Папаша этого прожорливого чудища скучно, монотонно, как будто отбывая повинность, оповещает других кукушек: «Здесь наша кладка — голубенькие яйца, подделки под горихвосткины. Не летите сюда со своими пестренькими подделками под пеночек, славок, зарянок… Здесь наша кладка! Ку-ку, ку-ку, ку-ку».
Ему тоскливо. Он никогда не испытает радости отцовства, радости выкармливания птенцов, обучения их полету, подготовки к дальней и опасной дороге в Африку. Маленький наглый кукушонок все знает и умеет сам.
Мы с дочкой сидим плечо в плечо на скамье у теплой стены сарая, слушаем, рассматриваем потрепанный определитель птиц.
— Нельзя же называть папашу кукушкой, — решительно говорит дочка.

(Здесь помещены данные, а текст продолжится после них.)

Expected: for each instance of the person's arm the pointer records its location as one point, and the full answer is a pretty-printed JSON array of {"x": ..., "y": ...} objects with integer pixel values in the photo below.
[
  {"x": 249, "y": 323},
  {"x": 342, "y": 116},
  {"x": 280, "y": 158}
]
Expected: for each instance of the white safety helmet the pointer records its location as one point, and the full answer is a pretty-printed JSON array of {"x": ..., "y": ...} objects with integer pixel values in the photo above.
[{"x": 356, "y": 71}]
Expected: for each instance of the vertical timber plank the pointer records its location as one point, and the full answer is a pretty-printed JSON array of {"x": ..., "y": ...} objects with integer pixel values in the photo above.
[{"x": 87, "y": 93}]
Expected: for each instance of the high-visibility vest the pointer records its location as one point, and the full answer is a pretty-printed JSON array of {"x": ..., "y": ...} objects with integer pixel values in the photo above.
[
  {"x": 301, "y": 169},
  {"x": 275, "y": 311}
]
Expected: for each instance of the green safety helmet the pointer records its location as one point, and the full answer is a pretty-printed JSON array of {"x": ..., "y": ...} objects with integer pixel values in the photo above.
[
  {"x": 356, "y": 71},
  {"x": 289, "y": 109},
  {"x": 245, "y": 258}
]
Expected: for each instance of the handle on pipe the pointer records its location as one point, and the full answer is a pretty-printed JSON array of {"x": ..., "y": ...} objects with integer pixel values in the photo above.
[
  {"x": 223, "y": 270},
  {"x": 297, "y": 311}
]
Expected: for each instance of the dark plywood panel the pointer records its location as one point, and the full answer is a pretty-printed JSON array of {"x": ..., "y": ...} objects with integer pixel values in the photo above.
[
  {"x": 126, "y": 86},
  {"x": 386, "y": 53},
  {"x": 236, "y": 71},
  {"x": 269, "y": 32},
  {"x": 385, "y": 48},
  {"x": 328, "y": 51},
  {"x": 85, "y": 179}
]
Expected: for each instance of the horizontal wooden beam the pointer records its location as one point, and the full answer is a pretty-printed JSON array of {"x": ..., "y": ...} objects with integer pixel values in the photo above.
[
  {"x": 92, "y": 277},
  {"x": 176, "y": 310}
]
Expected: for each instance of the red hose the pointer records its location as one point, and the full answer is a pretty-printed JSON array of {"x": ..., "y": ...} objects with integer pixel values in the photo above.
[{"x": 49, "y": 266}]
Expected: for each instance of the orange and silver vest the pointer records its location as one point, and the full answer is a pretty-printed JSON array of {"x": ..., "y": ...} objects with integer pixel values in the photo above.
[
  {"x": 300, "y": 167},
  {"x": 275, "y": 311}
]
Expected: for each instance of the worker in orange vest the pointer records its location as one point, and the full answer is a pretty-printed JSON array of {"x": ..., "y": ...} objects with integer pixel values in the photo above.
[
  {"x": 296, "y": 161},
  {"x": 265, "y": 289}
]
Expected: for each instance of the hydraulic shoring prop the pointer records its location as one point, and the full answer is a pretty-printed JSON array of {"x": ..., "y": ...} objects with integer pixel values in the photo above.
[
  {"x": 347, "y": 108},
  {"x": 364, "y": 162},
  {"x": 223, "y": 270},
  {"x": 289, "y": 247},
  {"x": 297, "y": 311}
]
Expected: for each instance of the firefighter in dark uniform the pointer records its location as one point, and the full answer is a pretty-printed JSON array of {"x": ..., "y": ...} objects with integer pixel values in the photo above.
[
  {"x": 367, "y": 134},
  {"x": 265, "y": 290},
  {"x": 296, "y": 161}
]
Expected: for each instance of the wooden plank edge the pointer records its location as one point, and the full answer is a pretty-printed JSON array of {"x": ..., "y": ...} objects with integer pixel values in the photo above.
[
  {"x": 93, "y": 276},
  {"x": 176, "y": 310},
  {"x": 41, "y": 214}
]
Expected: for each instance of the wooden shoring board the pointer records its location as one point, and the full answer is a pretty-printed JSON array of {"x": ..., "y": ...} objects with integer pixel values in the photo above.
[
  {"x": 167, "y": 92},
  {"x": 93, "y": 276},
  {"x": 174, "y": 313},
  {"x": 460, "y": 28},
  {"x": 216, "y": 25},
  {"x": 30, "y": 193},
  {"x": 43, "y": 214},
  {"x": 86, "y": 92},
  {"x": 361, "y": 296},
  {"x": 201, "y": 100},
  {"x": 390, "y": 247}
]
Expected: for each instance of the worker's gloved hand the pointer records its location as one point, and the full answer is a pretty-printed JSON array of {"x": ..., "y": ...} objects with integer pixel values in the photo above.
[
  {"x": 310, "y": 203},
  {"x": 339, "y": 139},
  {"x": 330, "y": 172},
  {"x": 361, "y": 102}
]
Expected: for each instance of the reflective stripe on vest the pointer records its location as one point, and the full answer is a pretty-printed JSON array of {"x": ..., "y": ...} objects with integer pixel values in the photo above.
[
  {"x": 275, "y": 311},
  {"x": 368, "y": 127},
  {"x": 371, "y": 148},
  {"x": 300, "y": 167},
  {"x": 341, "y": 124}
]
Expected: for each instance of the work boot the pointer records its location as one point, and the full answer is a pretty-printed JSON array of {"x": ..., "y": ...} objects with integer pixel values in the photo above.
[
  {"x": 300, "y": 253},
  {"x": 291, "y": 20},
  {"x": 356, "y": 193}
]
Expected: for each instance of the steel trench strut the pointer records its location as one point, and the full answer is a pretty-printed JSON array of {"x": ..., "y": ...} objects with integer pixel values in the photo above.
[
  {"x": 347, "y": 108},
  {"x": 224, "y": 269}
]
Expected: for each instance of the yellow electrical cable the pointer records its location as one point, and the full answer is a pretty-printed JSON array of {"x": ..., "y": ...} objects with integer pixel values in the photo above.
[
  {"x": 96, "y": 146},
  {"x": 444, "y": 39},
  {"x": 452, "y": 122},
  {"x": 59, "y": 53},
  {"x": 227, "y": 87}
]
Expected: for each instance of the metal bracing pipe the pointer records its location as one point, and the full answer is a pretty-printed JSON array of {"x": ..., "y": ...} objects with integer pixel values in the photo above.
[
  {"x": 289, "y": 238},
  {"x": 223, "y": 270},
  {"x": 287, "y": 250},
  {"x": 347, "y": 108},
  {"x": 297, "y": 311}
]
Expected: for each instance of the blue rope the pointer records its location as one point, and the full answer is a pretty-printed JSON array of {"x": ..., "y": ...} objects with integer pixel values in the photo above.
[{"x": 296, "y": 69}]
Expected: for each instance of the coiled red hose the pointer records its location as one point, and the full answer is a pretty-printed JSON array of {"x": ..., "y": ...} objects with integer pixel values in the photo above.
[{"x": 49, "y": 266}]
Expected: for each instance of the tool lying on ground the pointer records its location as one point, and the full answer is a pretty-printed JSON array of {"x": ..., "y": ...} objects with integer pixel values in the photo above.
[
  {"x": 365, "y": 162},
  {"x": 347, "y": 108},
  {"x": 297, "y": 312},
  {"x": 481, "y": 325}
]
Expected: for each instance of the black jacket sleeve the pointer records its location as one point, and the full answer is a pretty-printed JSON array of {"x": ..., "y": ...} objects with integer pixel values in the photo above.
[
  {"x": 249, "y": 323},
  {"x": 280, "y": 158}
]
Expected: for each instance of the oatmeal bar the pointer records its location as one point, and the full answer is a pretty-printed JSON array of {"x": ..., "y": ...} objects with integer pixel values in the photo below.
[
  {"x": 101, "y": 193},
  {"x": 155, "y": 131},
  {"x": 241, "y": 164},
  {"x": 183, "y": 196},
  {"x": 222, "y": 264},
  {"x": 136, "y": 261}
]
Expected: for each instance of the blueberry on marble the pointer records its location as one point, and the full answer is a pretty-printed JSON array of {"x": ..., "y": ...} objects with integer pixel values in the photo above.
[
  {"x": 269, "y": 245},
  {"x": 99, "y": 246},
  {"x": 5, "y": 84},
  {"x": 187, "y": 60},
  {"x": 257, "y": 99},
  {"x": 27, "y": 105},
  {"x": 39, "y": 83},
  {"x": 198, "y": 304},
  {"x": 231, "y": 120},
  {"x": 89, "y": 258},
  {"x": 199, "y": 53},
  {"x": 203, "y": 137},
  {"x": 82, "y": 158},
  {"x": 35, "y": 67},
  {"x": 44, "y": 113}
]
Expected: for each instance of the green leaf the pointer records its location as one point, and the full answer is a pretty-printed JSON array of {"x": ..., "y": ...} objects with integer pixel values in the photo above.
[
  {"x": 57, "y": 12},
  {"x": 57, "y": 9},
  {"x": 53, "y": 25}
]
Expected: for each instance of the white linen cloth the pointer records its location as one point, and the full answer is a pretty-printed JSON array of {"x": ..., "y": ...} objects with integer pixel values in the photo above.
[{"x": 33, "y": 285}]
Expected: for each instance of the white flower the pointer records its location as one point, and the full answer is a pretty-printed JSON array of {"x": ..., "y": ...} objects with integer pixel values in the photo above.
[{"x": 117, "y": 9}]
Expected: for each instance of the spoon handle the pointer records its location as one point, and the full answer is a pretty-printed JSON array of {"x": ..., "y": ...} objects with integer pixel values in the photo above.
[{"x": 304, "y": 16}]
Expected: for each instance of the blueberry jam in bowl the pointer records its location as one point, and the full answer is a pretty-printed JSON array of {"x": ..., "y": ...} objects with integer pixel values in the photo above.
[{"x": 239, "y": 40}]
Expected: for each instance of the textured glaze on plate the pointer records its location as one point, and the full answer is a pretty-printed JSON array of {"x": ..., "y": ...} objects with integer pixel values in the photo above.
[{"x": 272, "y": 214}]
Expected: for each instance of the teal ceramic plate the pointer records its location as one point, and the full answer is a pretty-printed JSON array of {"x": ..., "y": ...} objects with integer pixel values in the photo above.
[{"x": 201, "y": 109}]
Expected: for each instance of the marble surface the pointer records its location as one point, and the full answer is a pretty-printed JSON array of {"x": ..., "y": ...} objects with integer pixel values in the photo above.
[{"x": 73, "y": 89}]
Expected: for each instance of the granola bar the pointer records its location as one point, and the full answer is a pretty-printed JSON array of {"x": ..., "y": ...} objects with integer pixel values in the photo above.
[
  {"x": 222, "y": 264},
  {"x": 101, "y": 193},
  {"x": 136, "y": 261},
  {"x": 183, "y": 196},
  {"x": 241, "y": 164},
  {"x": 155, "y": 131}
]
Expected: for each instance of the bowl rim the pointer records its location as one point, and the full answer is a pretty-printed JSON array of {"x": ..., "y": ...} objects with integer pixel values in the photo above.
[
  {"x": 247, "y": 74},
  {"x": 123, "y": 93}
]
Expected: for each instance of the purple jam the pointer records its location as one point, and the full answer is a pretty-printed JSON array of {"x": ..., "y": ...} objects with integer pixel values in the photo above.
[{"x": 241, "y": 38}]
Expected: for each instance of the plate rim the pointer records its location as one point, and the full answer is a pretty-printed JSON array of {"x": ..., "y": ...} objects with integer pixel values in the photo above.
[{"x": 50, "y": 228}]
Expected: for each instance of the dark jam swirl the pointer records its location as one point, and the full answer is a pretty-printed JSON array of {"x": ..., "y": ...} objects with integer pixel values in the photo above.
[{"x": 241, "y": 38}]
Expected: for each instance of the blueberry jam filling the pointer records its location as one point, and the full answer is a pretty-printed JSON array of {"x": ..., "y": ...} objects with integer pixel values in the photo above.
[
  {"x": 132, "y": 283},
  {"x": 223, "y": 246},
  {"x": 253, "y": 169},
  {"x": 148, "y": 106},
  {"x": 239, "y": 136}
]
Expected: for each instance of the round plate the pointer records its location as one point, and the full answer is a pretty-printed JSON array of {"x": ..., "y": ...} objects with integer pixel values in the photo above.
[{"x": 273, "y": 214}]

— А как? Допустим — «кукуй».
— Не-е. Я думала: пастушка — пастух, кукушка — кукух.
— Непривычно как-то… Но, по-моему, можно!
За лесом затеплилась заря. От птичьих голосов воздух ликовал, вибрировал струнами. И какой-то чуждой, нездешней печалью напоминал о себе одинокий «кукух».
Перо ястреба
В конце августа воздух ревет от выстрелов и собачьего лая. Все глубже, все глубже в тайгу скрываются зверь и птица, пока не схлынет напор, не уберется в чехлы беспощадное оружие.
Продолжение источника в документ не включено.